Anyway, by the end of the night I’m to deal with more drunk women vomiting on the floor, spilling their beer cups around, and still no mop. If I tell the floor managers—assorted distraught females who scurry about like under bombardment, as if they haven’t been doing this mighty strenuous floor management work since 1975!—they half listen to my complaining about the flooding and scarcity of mops, but don’t help me. Why should they? It’s Copa! We don’t need quality service. Revelers flock from all over the world, each night a new wave of suckers. We don’t need repeat customers.
A Polish friend, Milos the mechanic, calls to tell me his sorrows. His boss used to play the trombone. But once, tired after playing at a wedding, his trombone fell out of the back of his truck and another car ran over it. He opened an auto repair shop and hung his flattened trombone on the wall.
So now he sold an old car, promising he’d replace the engine. But he got carried away and sold the engine to another customer, telling the first one, “Oh, don't worry, Milos will get you another one.” How?! That car model was discontinued 20 years ago!
Milos lost many friends because of his boss' lies. The boss said, “This is how you sell in America.” Milos said, “At least I sell my expertise and time, but you sell lies.” His boss turned red as a brick.
I say quickly good-bye to Milos, hide my phone. My own boss, Miss Voica, another sour Eastern European, has descended upon me. Miss Voica, the sinful Copa’s bathroom chieftain is a dedicated church-goer. At closing time workers grab the costly flower decorations before they’re thrown to the garbage. We take them home. I always get Miss Voica a bouquet too, still she constantly plucks the best stems out of my own bouquet, for her church altar.

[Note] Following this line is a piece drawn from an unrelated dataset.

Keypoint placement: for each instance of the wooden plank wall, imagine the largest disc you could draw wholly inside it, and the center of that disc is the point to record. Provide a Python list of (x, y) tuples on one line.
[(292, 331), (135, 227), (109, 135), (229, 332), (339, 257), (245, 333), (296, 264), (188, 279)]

She’s a small woman, in her black and white uniform resembles a penguin, walks like one. She checks herself in the mirror, “I’m a slob! Look at all these rolls upon rolls of belly fat I’ve acquired since I came to America! I used to be like a stick! 60 kilos! Now I’m 99! They mess up the food with growth hormones. I read in Aura… excellent magazine! I started their diet yesterday. I ate only three apples. I feel so light. Today I can eat a bit of cheese. I had to start the diet all over again.”
Alas, I’ve heard her story of crushed hopes ten times already.
“Last Sunday I went to a birthday party, the priest’s little one turned five, and I ate fish. Look at all these layers of lard! Slob! Aura forbids coffee, but I can’t! I work twenty hours a day, I sleep only four.”
Greedy Miss Voica. During day she is a full-time accountant at a nursing home. Instead of letting others to work more, like myself, I need the money, she grabs the prime time slots, since she’s the boss.
Anyway, my tribulations compared to Katrina victims’ misery stories are nothing.